I recently stumbled upon an excellent episode of “Small Empires,” a show about small companies doing big things, that highlighted many of the reasons why we need transformative games. I’ve only embedded relevant clips below, but this episode is worth watching in its entirety, especially if you are interested in startups and the creative process. 

Everyone can be creative, but…

FiftyThree was founded by a group of tech veterans who passionately believe that everyone can be creative but many of us are out of practice and therefore lack confidence in our abilities.

We need the right tools

There are excellent drawing tools out there. Unfortunately, many of them have steep learning curves that discourage people from using them. But what if there was something powerful but easy to use? Beautiful and joyful? That is why FiftyThree created their iPad app, Paper.

Designed the right way

FiftyThree created Paper with design in mind. They tossed out everything that did not serve to make the creative experience beautiful, easy, and enjoyable. For them, the question wasn’t “How do we create a drawing program?” but “How do we create a transformative experience?” For them, technology was a tool, a means to a greater end. As the host noted, it’s a bit ironic that a bunch of ex-Microsofters would win an Apple design award, but hopefully this trend will continue. We are awash in a sea of data, and its sheer size and complexity threatens to overwhelm us. It’s not enough to create tools that collect and manage data anymore. We need good design. The people that can help us make sense of everything in an elegant and intuitive way are the ones who will rise to the top.

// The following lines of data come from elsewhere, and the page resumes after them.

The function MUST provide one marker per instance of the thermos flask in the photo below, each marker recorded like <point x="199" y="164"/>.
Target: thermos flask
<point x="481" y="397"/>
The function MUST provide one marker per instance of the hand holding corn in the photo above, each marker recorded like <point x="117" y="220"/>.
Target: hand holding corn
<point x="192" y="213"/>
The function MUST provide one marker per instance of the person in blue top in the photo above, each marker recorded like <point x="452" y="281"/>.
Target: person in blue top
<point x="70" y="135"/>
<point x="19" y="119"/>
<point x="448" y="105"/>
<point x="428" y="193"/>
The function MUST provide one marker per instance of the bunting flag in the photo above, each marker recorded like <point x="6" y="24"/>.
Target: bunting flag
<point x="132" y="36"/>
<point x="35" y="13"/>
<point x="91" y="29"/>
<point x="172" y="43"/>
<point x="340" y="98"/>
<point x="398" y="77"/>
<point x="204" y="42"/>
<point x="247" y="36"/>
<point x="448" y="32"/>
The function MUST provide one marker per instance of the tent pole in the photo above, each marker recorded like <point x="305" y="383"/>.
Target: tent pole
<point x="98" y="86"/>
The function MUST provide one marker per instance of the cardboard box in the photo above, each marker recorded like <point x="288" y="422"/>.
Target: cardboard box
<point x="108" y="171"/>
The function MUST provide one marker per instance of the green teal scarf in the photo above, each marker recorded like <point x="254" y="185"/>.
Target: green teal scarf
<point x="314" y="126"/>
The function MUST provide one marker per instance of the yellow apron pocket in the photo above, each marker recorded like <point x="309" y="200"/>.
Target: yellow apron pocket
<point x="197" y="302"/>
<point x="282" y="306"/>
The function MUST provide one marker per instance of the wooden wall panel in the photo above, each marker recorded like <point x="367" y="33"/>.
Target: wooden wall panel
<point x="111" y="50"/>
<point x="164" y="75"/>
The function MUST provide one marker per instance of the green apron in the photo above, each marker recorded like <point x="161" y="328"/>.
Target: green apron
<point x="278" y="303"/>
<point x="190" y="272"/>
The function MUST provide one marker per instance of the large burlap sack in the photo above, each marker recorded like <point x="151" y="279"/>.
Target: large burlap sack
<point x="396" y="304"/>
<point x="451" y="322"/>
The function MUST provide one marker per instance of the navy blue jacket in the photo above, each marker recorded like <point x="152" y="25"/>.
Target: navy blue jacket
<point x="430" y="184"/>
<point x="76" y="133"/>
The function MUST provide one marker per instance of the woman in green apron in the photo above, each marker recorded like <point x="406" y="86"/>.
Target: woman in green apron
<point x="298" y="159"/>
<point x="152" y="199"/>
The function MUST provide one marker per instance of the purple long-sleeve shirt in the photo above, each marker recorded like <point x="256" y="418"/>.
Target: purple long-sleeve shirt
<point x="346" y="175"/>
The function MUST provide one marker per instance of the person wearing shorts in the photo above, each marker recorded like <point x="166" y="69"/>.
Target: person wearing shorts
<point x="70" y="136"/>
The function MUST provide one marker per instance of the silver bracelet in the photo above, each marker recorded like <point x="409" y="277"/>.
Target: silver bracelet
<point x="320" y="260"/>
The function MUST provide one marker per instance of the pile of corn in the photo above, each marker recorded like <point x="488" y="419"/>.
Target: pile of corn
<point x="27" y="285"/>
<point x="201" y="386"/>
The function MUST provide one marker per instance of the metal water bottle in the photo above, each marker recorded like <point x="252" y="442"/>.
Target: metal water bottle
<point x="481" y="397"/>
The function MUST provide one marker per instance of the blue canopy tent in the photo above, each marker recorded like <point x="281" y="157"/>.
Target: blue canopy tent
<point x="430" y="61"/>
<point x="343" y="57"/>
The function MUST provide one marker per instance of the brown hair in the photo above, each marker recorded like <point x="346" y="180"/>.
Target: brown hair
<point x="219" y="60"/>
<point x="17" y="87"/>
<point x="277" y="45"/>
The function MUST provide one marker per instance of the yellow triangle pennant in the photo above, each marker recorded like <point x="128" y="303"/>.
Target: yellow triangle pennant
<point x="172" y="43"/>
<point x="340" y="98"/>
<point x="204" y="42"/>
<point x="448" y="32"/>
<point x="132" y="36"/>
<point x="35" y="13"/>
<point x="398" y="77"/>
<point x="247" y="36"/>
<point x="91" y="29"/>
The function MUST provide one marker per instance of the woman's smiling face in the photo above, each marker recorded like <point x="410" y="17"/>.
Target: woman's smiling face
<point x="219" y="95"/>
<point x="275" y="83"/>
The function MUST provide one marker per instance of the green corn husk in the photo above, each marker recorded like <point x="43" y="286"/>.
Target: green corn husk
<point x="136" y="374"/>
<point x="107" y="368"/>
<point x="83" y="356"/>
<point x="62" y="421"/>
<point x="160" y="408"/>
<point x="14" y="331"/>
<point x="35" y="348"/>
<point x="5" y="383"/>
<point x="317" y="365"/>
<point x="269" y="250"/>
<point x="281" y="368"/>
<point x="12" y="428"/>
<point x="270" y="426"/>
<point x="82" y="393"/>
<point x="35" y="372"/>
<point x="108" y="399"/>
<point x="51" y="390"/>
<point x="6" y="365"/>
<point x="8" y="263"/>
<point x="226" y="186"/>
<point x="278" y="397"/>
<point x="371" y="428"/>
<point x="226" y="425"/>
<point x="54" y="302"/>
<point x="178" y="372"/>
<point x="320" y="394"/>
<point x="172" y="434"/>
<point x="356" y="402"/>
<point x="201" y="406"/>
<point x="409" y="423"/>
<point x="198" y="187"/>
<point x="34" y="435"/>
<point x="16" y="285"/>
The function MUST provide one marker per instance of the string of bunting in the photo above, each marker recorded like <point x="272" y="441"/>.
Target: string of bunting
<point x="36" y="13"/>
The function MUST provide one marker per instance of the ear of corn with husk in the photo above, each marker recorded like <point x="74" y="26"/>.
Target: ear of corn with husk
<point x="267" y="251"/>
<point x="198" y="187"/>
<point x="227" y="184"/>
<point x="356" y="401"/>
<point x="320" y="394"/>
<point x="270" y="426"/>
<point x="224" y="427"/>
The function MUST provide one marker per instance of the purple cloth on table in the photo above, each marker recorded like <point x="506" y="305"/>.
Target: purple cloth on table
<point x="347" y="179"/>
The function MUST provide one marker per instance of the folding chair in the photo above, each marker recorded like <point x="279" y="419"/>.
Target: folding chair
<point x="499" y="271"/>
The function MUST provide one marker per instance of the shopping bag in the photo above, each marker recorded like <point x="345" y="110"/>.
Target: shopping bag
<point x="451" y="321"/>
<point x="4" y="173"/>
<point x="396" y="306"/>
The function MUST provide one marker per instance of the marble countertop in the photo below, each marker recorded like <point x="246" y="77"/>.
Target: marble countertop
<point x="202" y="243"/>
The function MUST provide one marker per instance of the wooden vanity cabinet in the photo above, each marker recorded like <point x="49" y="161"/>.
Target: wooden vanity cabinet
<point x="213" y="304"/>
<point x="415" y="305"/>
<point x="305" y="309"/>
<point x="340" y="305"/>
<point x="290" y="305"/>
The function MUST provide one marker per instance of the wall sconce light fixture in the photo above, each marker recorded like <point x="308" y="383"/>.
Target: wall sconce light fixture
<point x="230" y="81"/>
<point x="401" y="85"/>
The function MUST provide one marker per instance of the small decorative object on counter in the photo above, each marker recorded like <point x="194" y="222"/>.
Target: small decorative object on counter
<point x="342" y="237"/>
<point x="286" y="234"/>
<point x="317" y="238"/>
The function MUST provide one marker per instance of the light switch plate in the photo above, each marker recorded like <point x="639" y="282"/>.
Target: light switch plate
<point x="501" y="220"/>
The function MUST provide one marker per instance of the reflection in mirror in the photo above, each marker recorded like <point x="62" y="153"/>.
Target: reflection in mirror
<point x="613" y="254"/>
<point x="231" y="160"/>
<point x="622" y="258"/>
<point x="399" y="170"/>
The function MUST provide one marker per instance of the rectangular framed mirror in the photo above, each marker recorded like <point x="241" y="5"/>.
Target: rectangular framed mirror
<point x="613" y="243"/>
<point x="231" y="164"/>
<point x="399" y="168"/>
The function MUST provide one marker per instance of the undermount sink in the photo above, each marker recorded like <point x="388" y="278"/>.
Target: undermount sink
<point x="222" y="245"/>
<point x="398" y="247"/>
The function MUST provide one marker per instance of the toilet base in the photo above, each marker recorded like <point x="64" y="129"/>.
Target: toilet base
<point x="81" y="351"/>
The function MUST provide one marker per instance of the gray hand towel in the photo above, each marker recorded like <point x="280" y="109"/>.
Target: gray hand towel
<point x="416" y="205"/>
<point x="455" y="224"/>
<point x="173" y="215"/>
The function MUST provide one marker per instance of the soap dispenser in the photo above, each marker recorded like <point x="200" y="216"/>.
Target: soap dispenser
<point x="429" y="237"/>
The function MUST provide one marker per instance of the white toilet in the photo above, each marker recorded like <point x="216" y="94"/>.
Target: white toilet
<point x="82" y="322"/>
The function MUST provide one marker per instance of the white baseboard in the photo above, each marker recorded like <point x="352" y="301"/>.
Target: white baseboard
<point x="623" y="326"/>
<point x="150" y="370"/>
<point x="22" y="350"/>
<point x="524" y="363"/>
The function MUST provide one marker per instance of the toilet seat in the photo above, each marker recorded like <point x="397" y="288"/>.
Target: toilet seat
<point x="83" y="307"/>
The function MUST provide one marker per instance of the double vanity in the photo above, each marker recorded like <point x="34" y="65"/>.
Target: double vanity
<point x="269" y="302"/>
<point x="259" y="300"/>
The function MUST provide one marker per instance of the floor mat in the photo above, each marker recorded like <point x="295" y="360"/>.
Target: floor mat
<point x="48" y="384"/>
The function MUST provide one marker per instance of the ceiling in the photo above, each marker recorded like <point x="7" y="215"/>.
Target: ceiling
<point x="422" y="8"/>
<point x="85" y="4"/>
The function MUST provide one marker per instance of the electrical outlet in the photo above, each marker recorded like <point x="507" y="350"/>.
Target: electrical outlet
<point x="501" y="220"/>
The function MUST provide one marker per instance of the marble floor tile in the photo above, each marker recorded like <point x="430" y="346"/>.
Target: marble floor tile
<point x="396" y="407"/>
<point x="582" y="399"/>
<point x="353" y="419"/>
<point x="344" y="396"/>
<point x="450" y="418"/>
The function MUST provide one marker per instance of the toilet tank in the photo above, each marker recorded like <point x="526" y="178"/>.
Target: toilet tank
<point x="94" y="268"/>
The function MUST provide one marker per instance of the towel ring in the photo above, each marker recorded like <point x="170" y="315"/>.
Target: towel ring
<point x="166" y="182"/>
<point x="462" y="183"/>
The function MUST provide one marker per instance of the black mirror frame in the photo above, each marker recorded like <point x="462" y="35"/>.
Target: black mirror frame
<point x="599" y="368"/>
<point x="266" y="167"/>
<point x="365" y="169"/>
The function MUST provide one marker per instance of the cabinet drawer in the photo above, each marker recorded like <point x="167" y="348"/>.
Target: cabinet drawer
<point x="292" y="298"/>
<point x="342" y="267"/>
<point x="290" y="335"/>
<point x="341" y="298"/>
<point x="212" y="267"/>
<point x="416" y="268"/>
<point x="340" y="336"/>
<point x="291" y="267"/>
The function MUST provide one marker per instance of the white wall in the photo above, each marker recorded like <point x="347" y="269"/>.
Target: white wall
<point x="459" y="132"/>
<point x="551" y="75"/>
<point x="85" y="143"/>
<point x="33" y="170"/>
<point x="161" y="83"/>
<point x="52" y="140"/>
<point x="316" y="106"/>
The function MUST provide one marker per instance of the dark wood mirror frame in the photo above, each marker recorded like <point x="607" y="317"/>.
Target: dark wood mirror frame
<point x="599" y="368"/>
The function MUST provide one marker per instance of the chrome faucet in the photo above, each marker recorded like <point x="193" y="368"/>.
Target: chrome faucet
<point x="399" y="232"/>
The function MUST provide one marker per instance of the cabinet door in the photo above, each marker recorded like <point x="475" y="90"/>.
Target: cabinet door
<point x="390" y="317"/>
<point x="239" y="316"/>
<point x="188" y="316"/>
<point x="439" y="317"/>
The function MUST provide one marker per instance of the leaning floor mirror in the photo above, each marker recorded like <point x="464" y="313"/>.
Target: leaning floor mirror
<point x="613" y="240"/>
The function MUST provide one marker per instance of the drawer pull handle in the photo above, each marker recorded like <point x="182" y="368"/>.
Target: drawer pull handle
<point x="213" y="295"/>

This is where the future of games is headed as well. Already, the question is no longer “How do we make a game fun?” but “How do we make it stand out?” We have many fun games now, but people only have so much time to play them. To stand out, a game must be more than “fun for fun’s sake.” With their interactivity, games can go where film and books cannot. They can be engines of creativity. Fun is a tool that designers can use to achieve greater ends. Be bold with it. Challenge us to learn new skills. Open our minds to new perspectives. Connect us with others who we otherwise would not meet. Fun is a shot of dopamine that quickly fades. To be remembered, you must leave a mark.

The need has never been greater

The most poignant part of this episode comes when the host asks a high school teacher how his students are taking advantage of tools like Paper. They aren’t–they can’t–at least not initially. This is because creativity–even the ability to think for themselves–has been trained out of them by an education system fixated on quantifiable measures and college prep. For this to change, we need to create the right tools and get them into the hands of students as early as possible. Then we need to give them a reason and the opportunity to use them; otherwise, we are just churning out zombies–well educated zombies–but zombies nonetheless.

We don’t need zombies. Zombies will be the first victims of rapidly advancing robots and artificial intelligence. We need creative thinkers and doers. This is not a superhero movie where only a select few have mutant powers. We all have the creative spark within us. Let’s fan the flames, not let it flicker out.